Monday, September 20, 2010
I See You
You open the door and you reach inside. Inside your mailbox, there is a package. You remove this package and take it up the stairs. Entering your home, you set the package that used to be in your mailbox on top of the kitchen counter.
You turn around, opening your refrigerator, removing two eggs from their carton placed on the top shelf. You crack the eggs into a skillet, their jaundiced gaze tracking your movements across the kitchen as you gather seasonings to sprinkle in their yellow eyes and make them run.
The package sits on the kitchen counter waiting for you to grab a sharp object and slice into it, peeling back the tape, ripping off its paper skin. Inside the package, still on the kitchen counter, opened with the knife that's still in your hand, you find two eyes looking up at you. There's no movement for them to track, as you stand, fixed in place, engaged in one of those staring contests from childhood.
The note to the side of the eye on the left, the eye that's the same brown as your lover's, reads, "I can love you now, with all your flaws."
You reach out to your lover's eyes and take one in each egg-grimed fist, and hold them to your chest, thinking, "Perhaps these eyes can hear my heart beating faster at being so loved."
Tuesday, September 7, 2010
Righteous Reunion
You are ready to greet death
Monstrous barbarities all past
Only one future atrocity remains:
The offense granted by
Your loosened bowels
As you swing pendulously
There was a time you flew
Your face emblazoned
On banners borne on desert winds
Crowds chanted your name
Only taunts meet you now
A dissonant counterpoint
To your mumbled prayers
Recited much too late
The noose is placed
A rope ring promising
An eternity together:
With one grandson
Martyred with your own
Two, meeting you at death
Monday, September 6, 2010
Mama's Smile
I love it when Mama sings me to sleep. Her voice calms me until my body feels like it’s falling down, down through my feather pillow, down through the depths of my water bed, down, down, down, all the way down to dreaming.
I wake up to the sound of Mama. She’s not singing.
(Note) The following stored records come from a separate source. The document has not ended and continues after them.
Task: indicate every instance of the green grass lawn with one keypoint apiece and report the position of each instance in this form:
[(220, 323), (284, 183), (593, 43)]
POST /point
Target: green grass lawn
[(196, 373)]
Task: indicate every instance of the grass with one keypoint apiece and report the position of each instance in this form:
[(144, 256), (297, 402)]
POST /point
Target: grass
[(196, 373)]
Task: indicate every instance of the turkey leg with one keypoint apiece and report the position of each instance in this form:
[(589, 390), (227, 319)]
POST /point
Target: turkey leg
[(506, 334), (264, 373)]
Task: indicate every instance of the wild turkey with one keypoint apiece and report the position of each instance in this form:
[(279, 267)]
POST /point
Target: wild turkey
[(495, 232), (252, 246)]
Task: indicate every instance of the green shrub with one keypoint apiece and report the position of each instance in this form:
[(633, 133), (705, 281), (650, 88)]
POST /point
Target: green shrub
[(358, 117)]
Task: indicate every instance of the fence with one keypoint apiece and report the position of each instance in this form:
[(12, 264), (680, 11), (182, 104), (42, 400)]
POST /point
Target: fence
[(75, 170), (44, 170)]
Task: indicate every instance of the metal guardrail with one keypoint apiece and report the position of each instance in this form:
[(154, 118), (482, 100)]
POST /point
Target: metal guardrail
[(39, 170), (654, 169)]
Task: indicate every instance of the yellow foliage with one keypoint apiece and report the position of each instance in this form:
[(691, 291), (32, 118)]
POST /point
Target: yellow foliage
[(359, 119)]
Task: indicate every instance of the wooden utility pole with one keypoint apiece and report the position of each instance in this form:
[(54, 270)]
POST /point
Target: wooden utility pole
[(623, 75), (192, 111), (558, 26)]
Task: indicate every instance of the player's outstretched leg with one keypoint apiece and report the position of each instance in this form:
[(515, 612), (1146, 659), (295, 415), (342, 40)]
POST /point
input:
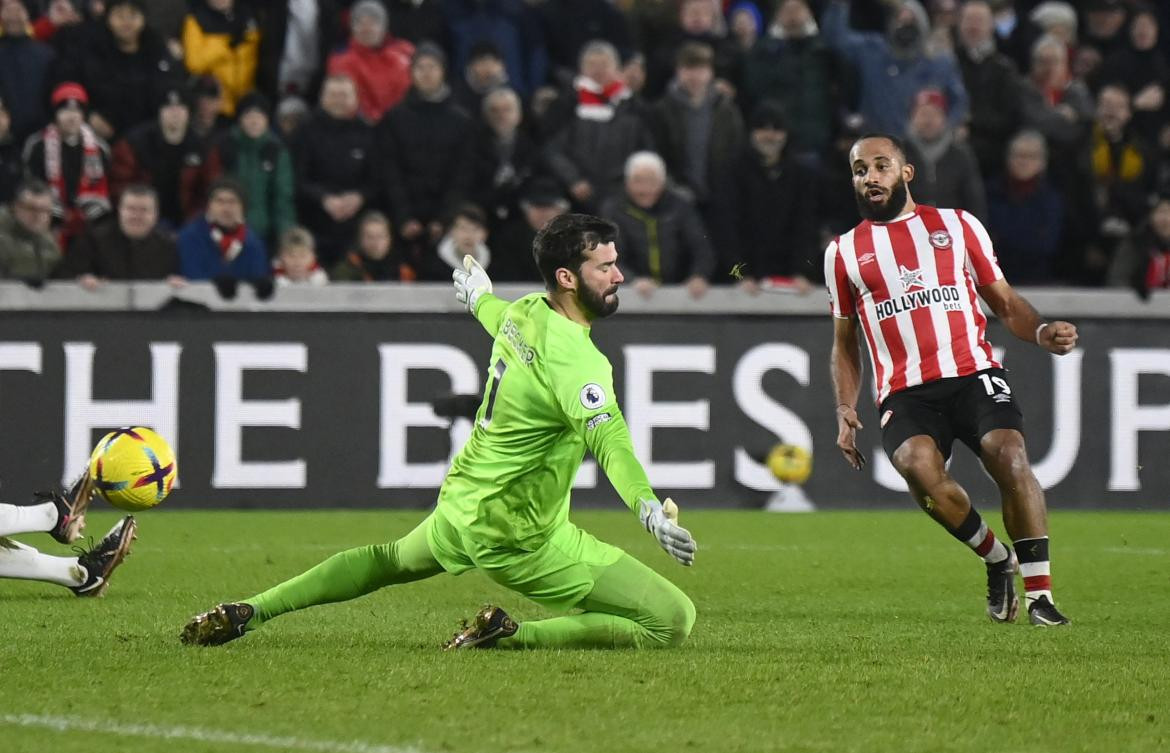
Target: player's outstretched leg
[(100, 561), (630, 606), (924, 469), (345, 575), (483, 630), (57, 512), (1004, 455), (85, 575)]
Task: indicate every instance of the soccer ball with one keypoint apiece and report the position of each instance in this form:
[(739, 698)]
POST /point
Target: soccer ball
[(132, 468), (789, 463)]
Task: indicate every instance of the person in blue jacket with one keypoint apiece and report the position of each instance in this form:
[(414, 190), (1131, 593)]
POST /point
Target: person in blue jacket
[(220, 244)]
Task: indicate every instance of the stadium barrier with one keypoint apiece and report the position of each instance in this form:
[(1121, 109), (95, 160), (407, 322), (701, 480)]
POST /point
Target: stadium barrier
[(322, 398)]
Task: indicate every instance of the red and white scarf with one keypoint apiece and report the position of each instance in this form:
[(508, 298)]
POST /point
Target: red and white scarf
[(596, 102), (231, 242), (1157, 273), (93, 187)]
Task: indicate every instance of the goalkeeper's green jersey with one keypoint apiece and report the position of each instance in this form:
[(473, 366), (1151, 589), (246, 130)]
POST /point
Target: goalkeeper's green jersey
[(549, 396)]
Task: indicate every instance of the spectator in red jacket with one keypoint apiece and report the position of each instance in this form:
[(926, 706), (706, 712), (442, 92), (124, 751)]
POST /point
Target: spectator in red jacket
[(378, 63), (74, 160)]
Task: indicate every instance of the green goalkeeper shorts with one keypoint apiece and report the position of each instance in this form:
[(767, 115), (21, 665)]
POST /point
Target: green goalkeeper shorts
[(557, 575)]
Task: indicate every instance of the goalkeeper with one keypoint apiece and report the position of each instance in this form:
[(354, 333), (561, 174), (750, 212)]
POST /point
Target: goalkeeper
[(503, 508)]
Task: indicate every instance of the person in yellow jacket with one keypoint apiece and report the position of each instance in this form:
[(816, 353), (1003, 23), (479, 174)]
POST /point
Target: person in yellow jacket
[(220, 38)]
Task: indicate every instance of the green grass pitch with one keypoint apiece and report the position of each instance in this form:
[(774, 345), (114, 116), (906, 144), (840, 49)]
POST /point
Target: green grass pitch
[(833, 631)]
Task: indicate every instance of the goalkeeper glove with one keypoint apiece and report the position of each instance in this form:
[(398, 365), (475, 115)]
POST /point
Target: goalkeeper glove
[(470, 282), (661, 520)]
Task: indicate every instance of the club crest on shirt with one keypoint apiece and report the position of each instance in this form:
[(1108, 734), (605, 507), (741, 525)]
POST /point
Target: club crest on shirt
[(910, 278), (592, 396)]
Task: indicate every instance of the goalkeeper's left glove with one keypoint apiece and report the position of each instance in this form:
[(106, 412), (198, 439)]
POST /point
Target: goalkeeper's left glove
[(661, 520), (470, 282)]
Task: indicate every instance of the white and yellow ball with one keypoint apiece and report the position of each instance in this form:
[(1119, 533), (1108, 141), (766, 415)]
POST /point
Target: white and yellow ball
[(132, 468), (790, 463)]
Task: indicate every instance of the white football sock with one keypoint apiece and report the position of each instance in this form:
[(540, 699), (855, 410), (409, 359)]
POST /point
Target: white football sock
[(27, 518), (18, 560)]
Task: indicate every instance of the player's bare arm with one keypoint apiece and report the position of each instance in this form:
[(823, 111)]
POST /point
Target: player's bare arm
[(1021, 319), (846, 367)]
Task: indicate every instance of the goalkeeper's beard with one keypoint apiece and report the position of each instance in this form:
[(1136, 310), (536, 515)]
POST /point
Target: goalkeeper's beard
[(598, 305)]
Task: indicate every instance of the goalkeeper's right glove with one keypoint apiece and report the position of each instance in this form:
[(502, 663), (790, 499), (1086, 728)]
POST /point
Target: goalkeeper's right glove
[(661, 520), (470, 282)]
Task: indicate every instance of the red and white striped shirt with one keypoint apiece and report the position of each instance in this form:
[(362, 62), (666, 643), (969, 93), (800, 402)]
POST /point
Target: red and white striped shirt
[(912, 284)]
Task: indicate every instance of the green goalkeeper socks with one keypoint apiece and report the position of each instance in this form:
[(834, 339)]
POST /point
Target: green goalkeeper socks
[(349, 574), (630, 606)]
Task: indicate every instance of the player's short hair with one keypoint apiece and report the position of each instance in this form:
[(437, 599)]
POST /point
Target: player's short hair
[(565, 241), (899, 144)]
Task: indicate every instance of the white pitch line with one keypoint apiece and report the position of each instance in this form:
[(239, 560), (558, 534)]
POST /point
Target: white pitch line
[(202, 734)]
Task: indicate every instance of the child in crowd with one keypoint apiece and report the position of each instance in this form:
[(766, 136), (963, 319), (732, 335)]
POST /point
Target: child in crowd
[(296, 263)]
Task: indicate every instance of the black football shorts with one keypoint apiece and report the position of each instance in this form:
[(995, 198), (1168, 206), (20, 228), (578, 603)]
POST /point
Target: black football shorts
[(961, 408)]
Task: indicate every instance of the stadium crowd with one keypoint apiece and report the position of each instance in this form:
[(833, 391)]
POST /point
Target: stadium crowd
[(301, 142)]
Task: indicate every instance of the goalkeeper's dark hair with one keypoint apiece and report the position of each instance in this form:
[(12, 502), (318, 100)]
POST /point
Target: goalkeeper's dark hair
[(896, 142), (565, 240)]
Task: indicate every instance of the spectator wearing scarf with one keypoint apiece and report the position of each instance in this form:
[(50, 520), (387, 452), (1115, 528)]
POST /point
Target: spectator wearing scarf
[(74, 160)]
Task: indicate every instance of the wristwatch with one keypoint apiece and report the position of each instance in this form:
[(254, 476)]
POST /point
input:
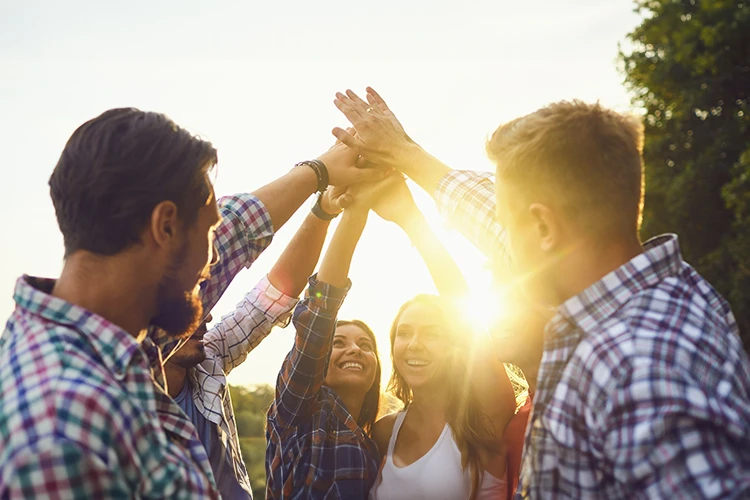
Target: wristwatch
[(318, 211)]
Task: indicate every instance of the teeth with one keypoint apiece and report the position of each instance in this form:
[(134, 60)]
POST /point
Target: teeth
[(417, 362)]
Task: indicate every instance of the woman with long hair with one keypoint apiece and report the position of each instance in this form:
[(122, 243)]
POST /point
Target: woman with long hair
[(328, 389), (447, 442)]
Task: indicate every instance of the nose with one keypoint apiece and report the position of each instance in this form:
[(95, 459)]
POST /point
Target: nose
[(215, 257), (415, 344)]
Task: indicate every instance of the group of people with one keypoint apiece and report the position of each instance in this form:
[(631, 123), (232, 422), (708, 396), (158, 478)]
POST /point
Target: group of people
[(113, 386)]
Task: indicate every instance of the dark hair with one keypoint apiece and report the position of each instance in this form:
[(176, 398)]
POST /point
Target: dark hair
[(116, 168), (371, 404), (470, 426), (585, 157)]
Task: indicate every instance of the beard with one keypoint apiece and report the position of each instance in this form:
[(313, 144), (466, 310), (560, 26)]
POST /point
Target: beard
[(179, 312)]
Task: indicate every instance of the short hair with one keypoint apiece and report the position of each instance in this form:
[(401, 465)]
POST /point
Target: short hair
[(116, 168), (582, 157)]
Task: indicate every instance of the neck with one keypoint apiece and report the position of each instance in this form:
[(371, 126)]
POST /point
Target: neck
[(591, 261), (176, 376), (108, 287), (353, 400), (430, 404)]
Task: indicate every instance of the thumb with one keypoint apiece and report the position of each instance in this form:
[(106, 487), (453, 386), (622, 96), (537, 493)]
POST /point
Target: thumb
[(344, 201), (373, 174)]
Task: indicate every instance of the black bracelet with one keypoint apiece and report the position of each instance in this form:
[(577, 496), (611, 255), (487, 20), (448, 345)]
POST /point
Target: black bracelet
[(321, 172), (318, 211)]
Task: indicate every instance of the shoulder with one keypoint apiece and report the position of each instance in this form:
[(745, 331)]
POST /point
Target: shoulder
[(382, 430)]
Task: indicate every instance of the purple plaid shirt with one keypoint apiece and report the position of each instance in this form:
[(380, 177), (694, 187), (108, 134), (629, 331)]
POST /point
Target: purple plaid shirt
[(644, 388), (80, 415), (315, 448)]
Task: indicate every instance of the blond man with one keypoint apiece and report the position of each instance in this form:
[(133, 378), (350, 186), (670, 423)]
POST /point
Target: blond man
[(643, 387)]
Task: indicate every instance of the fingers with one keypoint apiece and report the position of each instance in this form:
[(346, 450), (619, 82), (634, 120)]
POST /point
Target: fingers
[(361, 105), (353, 112), (375, 105), (344, 201), (349, 130), (348, 139), (374, 97), (369, 175)]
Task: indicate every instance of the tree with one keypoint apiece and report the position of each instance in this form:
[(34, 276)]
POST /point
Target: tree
[(689, 69)]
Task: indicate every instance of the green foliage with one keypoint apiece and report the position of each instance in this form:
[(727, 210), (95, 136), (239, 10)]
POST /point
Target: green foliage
[(250, 407), (689, 69)]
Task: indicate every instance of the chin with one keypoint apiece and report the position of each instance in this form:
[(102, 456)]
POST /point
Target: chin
[(351, 380)]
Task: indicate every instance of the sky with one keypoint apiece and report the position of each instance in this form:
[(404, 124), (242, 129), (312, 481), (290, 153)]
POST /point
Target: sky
[(258, 79)]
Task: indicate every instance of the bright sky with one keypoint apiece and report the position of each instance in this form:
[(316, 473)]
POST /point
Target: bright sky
[(258, 80)]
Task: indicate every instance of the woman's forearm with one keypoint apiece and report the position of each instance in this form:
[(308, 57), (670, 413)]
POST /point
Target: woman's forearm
[(334, 269)]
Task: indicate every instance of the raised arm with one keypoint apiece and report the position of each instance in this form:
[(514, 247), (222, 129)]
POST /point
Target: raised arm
[(466, 199), (284, 196), (490, 382), (302, 374), (394, 203), (271, 301)]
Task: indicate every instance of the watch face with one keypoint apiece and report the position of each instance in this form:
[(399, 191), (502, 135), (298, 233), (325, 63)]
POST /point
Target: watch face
[(318, 211)]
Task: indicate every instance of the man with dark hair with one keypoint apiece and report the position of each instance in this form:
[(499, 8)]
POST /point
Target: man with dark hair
[(146, 246), (197, 372), (643, 387)]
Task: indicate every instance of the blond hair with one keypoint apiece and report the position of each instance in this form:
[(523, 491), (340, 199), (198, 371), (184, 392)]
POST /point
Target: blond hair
[(583, 158)]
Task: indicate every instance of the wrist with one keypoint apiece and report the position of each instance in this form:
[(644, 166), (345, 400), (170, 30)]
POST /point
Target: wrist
[(322, 210), (412, 222), (307, 177), (354, 216)]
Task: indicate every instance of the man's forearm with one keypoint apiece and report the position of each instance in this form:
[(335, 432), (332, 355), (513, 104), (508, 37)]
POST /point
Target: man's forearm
[(284, 196), (422, 168), (334, 270), (289, 274)]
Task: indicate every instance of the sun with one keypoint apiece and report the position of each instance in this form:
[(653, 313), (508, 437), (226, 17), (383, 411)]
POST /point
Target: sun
[(481, 310)]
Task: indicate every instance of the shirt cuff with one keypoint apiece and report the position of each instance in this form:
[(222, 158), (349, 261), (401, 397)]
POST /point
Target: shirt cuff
[(454, 186), (324, 296), (276, 305)]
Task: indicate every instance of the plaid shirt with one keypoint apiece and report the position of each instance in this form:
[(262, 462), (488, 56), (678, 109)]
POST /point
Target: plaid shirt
[(245, 232), (80, 414), (644, 385), (227, 346), (315, 448)]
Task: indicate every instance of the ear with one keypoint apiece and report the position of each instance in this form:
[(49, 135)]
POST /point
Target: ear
[(548, 227), (164, 223)]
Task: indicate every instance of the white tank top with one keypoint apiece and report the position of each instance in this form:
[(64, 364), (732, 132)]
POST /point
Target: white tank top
[(437, 475)]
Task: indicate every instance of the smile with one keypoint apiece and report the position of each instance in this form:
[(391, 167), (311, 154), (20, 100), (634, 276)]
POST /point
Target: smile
[(417, 362), (352, 365)]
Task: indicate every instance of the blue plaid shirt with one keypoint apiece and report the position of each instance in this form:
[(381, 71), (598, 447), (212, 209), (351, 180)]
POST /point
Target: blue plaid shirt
[(644, 388), (315, 448), (80, 413)]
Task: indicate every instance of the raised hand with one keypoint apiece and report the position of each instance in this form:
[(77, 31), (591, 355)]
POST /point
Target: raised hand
[(336, 199), (395, 202), (340, 161), (380, 137), (366, 195)]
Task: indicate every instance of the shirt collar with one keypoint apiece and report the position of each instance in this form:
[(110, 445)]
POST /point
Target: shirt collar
[(660, 259), (115, 346)]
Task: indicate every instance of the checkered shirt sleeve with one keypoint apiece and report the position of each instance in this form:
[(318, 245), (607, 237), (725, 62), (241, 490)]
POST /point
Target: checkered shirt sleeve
[(644, 390), (304, 368), (466, 200), (240, 331)]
She sounds really happy and I wonder what she and Mommy are doing having so much fun this late at night. I like it when Mama is happy, ‘cos she’s usually so serious and Mommy and I take every chance we can get to make her laugh. To see Mama’s teeth when she smiles is like seeing a double rainbow: it doesn’t happen all the time, and I always look forward to seeing it again.
Mama used to smile all the time, and her teeth looked like they belonged on one of those toothpaste commercials. But, that was before she got attacked by the bad man. I was so scared she wasn’t ever coming home from the hospital, but Mommy and Uncle Devin both promised me Mama would be all right and she was. Well, almost.
When Mama came home a few days later, she was missing her front teeth just like me. I asked her what the Tooth Fairy brought her and she almost smiled and said the Tooth Fairy brought her home to me and Mommy. At first, I was glad that me and Mama were both waiting for our teeth to grow back. But then, when my teeth grew back and hers didn’t, I felt bad. Mama said not to worry. She and Mommy were saving money to get her smile back the way it was before.
That was months ago. Since then, Mama’s been staying home a lot more. Mommy says it’s ‘cos Mama’s embarrassed to go out and have people see her missing teeth. I asked Mommy why she couldn’t get Mama’s teeth fixed with her insurance like she did when I broke my arm last summer, and she said it didn’t cover Mama ‘cos they’re not really married. I must have looked confused ‘cos Mommy said she’d explain it to me later.
Anyway, it’s so nice to hear Mama in a good mood right now. Almost as good as her singing, but still good enough to make me fall all the way down back to sleep.